O espanto aqui foi ainda maior que da primeira vez. Nem estavam só espantadas as duas amigas; estavam aterradas. Embalde procuravam explicar a identidade do sonho, e mais que tudo a coincidência dele com a presença dos retratos em casa de Júlio e a narração que este fizera da noturna aventura.

Estavam assim nesta duvidosa e assustadora situação, quando as mães vieram em auxílio delas. As duas moças, estando à janela, ouviram-lhes dizer:

— Pois é verdade, minha rica Srª Anastácia, estou no mesmo caso da senhora. Creio que a minha filha é sonâmbula, como a sua.

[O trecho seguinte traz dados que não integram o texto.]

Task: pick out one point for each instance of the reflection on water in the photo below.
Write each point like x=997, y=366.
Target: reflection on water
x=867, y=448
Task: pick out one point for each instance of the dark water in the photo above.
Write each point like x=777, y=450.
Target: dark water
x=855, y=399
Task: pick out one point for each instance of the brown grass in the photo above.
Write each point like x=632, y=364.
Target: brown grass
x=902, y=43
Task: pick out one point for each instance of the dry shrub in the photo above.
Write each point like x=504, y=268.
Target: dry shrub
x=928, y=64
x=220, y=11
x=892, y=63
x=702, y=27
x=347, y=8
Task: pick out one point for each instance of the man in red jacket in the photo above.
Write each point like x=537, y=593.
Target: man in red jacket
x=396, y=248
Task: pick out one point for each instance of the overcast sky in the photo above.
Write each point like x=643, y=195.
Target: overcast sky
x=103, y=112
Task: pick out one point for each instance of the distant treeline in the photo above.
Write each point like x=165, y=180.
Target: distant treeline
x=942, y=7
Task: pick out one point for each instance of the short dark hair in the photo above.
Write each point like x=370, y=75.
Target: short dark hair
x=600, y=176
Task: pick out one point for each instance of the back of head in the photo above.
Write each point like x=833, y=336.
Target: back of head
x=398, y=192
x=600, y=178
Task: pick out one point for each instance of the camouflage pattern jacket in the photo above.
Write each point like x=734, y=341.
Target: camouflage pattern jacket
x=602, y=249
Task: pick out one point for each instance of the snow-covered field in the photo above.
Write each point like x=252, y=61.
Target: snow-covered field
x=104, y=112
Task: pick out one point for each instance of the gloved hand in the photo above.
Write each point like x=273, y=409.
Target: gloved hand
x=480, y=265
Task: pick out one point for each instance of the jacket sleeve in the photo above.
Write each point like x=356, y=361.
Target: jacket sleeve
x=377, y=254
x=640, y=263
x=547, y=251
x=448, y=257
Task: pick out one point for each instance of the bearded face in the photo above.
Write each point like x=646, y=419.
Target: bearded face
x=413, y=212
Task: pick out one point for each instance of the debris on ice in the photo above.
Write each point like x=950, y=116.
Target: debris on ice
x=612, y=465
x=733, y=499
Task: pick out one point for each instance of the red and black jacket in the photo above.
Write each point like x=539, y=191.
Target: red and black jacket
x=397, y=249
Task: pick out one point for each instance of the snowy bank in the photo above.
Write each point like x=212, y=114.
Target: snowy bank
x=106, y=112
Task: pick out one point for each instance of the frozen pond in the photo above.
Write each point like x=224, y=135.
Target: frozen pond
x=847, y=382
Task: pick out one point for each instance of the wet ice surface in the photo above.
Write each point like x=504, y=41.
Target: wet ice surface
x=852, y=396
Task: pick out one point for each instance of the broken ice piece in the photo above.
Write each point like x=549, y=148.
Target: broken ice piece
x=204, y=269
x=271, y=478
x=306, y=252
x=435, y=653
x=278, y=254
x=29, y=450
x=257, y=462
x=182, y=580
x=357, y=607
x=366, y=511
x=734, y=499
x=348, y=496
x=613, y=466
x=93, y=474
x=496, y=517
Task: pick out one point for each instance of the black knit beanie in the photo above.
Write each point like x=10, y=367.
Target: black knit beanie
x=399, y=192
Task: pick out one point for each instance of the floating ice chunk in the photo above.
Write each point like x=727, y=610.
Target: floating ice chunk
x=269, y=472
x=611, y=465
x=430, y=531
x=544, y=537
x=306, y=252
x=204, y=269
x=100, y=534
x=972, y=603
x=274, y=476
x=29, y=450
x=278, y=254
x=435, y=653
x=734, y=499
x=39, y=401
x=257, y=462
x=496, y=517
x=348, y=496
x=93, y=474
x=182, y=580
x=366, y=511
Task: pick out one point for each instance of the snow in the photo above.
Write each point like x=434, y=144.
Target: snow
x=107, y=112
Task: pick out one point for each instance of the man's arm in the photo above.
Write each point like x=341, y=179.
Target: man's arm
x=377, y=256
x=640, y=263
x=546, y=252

— Tenho uma pena com isto!

— E eu então!

— Talvez casando-as...

— Sim, pode ser que banhos de igreja...

Informadas assim as duas moças da explicação do caso, ficaram um tanto abaladas; mas a idéia de Júlio e suas travessuras tomou logo o lugar que lhe competia na conversa das duas rivais.

— Que pelintra! exclamavam as duas moças. Que velhaco! que pérfido!

O coro de maldições foi ainda mais longe. Mas tudo acaba neste mundo, principalmente um coro de maldições; o jantar interrompeu aquele; as duas moças foram de braço dado para a mesa e afogaram as suas mágoas num prato de sopa.